Les honoraires des ostéopathes sont totalement libres. Néanmoins, en moyenne, une séance coûte entre 40 et 80 euros. Pour éviter les mauvaises surprises, pensez à poser la question avant de prendre rendez-vous. Par ailleurs, le droit de la consommation oblige les praticiens à afficher leurs tarifs.
L’ostéopathie n’est pas remboursée par l’Assurance maladie.


9. Pour être remboursé par votre mutuelle, votre ostéopathe doit être agréé.

Beaucoup de complémentaires santé prennent en charge, selon la garantie souscrite, les séances d’ostéopathie (en partie ou en totalité), et sur présentation d’un justificatif (facture ou note d’honoraires).

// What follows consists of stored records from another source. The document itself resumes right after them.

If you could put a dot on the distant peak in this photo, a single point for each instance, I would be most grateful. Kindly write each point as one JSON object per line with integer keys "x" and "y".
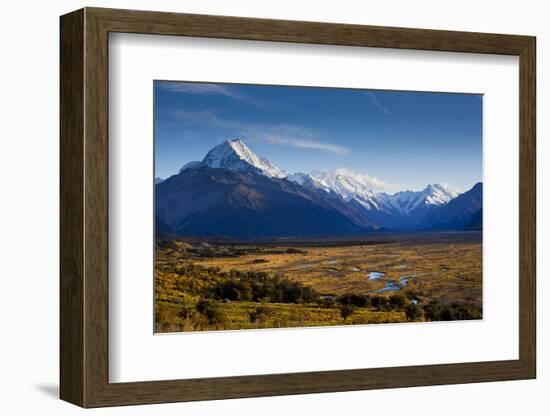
{"x": 235, "y": 155}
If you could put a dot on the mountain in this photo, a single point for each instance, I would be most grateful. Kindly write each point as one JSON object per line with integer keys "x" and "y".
{"x": 463, "y": 212}
{"x": 208, "y": 201}
{"x": 235, "y": 156}
{"x": 402, "y": 209}
{"x": 234, "y": 193}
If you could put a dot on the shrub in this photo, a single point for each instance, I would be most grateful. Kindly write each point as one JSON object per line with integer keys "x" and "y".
{"x": 413, "y": 312}
{"x": 360, "y": 301}
{"x": 346, "y": 311}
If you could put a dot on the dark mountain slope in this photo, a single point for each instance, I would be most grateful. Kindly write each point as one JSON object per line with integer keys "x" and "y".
{"x": 460, "y": 213}
{"x": 220, "y": 202}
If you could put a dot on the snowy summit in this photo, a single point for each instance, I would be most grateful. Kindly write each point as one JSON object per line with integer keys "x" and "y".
{"x": 234, "y": 155}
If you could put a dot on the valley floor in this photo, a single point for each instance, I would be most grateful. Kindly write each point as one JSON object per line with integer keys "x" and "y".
{"x": 209, "y": 285}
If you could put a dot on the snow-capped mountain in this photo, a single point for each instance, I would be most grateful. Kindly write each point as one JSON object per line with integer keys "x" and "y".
{"x": 406, "y": 202}
{"x": 233, "y": 192}
{"x": 345, "y": 183}
{"x": 357, "y": 187}
{"x": 234, "y": 155}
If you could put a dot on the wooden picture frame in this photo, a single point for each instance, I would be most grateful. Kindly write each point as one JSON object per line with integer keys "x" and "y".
{"x": 84, "y": 207}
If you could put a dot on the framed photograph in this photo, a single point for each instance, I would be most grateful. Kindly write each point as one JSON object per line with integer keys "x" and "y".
{"x": 257, "y": 207}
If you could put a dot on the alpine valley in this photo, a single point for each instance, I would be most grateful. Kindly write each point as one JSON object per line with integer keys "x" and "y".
{"x": 234, "y": 193}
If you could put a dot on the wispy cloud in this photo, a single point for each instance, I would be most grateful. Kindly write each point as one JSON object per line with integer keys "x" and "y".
{"x": 197, "y": 88}
{"x": 307, "y": 144}
{"x": 275, "y": 134}
{"x": 374, "y": 100}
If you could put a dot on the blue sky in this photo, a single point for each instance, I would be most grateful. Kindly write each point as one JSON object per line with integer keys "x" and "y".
{"x": 405, "y": 139}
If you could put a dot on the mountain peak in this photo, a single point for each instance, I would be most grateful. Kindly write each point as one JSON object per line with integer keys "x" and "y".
{"x": 235, "y": 155}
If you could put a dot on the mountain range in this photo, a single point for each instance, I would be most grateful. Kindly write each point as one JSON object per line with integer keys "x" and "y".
{"x": 234, "y": 193}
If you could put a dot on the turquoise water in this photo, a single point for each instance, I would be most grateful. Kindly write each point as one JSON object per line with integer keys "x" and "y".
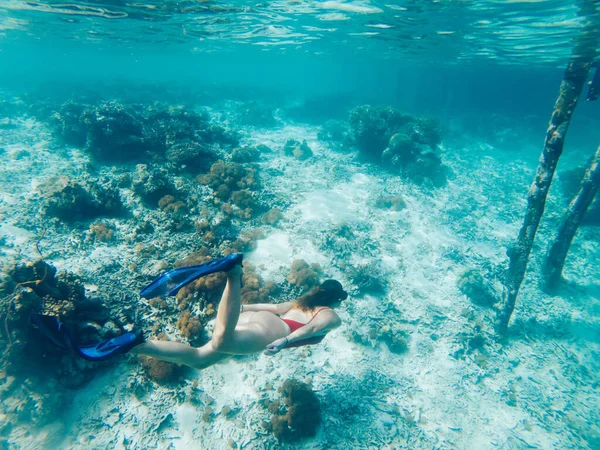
{"x": 139, "y": 136}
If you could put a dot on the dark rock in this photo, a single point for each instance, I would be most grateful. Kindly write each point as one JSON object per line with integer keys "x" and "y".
{"x": 85, "y": 200}
{"x": 151, "y": 184}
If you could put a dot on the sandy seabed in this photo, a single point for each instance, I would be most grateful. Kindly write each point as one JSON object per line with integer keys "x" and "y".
{"x": 538, "y": 390}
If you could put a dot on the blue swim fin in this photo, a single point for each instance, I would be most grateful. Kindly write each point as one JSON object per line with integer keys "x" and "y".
{"x": 169, "y": 283}
{"x": 107, "y": 349}
{"x": 61, "y": 335}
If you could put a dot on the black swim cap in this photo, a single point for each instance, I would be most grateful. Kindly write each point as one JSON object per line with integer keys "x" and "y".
{"x": 335, "y": 288}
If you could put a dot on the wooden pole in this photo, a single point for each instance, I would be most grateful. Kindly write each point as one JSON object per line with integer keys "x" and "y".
{"x": 555, "y": 260}
{"x": 574, "y": 79}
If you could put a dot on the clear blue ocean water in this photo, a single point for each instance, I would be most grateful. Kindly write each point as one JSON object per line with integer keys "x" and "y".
{"x": 387, "y": 145}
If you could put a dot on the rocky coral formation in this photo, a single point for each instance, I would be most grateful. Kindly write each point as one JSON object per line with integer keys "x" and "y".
{"x": 151, "y": 183}
{"x": 395, "y": 339}
{"x": 160, "y": 371}
{"x": 84, "y": 200}
{"x": 68, "y": 123}
{"x": 254, "y": 288}
{"x": 303, "y": 275}
{"x": 391, "y": 202}
{"x": 272, "y": 217}
{"x": 300, "y": 415}
{"x": 102, "y": 232}
{"x": 205, "y": 290}
{"x": 399, "y": 141}
{"x": 116, "y": 133}
{"x": 297, "y": 149}
{"x": 473, "y": 285}
{"x": 190, "y": 156}
{"x": 33, "y": 371}
{"x": 233, "y": 186}
{"x": 335, "y": 133}
{"x": 249, "y": 154}
{"x": 367, "y": 278}
{"x": 255, "y": 114}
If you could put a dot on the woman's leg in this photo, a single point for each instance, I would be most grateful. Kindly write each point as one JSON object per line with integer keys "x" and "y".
{"x": 179, "y": 353}
{"x": 228, "y": 312}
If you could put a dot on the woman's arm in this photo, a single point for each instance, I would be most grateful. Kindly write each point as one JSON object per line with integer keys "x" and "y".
{"x": 279, "y": 308}
{"x": 321, "y": 324}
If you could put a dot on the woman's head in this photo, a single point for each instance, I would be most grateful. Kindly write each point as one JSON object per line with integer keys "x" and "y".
{"x": 329, "y": 293}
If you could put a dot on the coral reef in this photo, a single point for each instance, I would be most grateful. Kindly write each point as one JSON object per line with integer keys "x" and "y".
{"x": 205, "y": 289}
{"x": 301, "y": 415}
{"x": 190, "y": 156}
{"x": 69, "y": 125}
{"x": 299, "y": 150}
{"x": 395, "y": 339}
{"x": 372, "y": 128}
{"x": 231, "y": 176}
{"x": 160, "y": 371}
{"x": 335, "y": 132}
{"x": 392, "y": 202}
{"x": 249, "y": 154}
{"x": 84, "y": 200}
{"x": 367, "y": 278}
{"x": 399, "y": 141}
{"x": 303, "y": 275}
{"x": 232, "y": 184}
{"x": 33, "y": 369}
{"x": 102, "y": 232}
{"x": 272, "y": 217}
{"x": 255, "y": 114}
{"x": 113, "y": 132}
{"x": 151, "y": 184}
{"x": 254, "y": 289}
{"x": 473, "y": 285}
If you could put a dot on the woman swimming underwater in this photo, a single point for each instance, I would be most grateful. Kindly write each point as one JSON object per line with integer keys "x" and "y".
{"x": 239, "y": 329}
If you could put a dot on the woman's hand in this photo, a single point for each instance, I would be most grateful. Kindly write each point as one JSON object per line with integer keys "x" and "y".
{"x": 276, "y": 346}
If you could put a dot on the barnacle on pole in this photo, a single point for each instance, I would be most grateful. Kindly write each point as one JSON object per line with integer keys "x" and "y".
{"x": 575, "y": 77}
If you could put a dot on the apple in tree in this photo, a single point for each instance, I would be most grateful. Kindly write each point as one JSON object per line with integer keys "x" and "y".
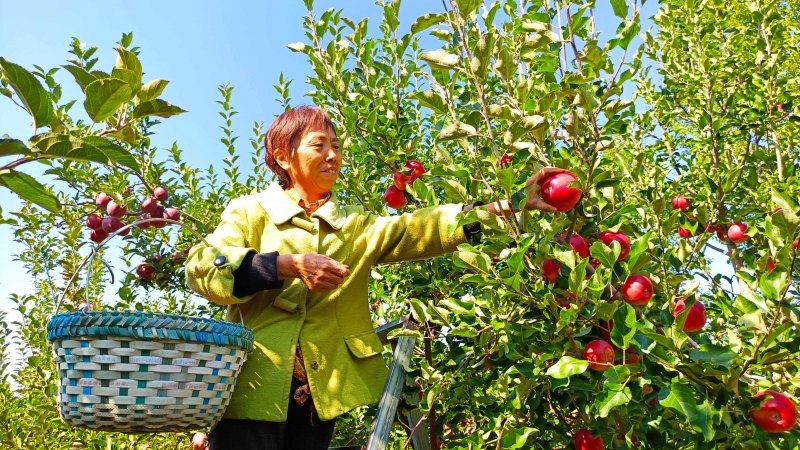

Celui-ci doit indiquer le n°Adeli du praticien qui atteste de son agrément. Pour connaître les professionnels agréés dans votre département, vous pouvez contacter l’Agence régionale de santé qui doit normalement vous fournir une liste sur demande (voir la carte de France des ARS sur www.ars.sante.fr). Mais vous pouvez aussi tout simplement demander à votre ostéopathe son n°Adeli, avant de prendre rendez-vous.

10. Méfiez-vous des annuaires d’ostéopathes qui circulent sur internet.
On trouve de nombreux annuaires d’ostéopathes sur le Net qui offrent souvent peu de garantie quant à la qualité des praticiens. Plusieurs syndicats ou associations d’ostéopathes donnent eux aussi des coordonnées sur leur site, dont certains assurent exiger un niveau d’études élevé pour pouvoir y figurer.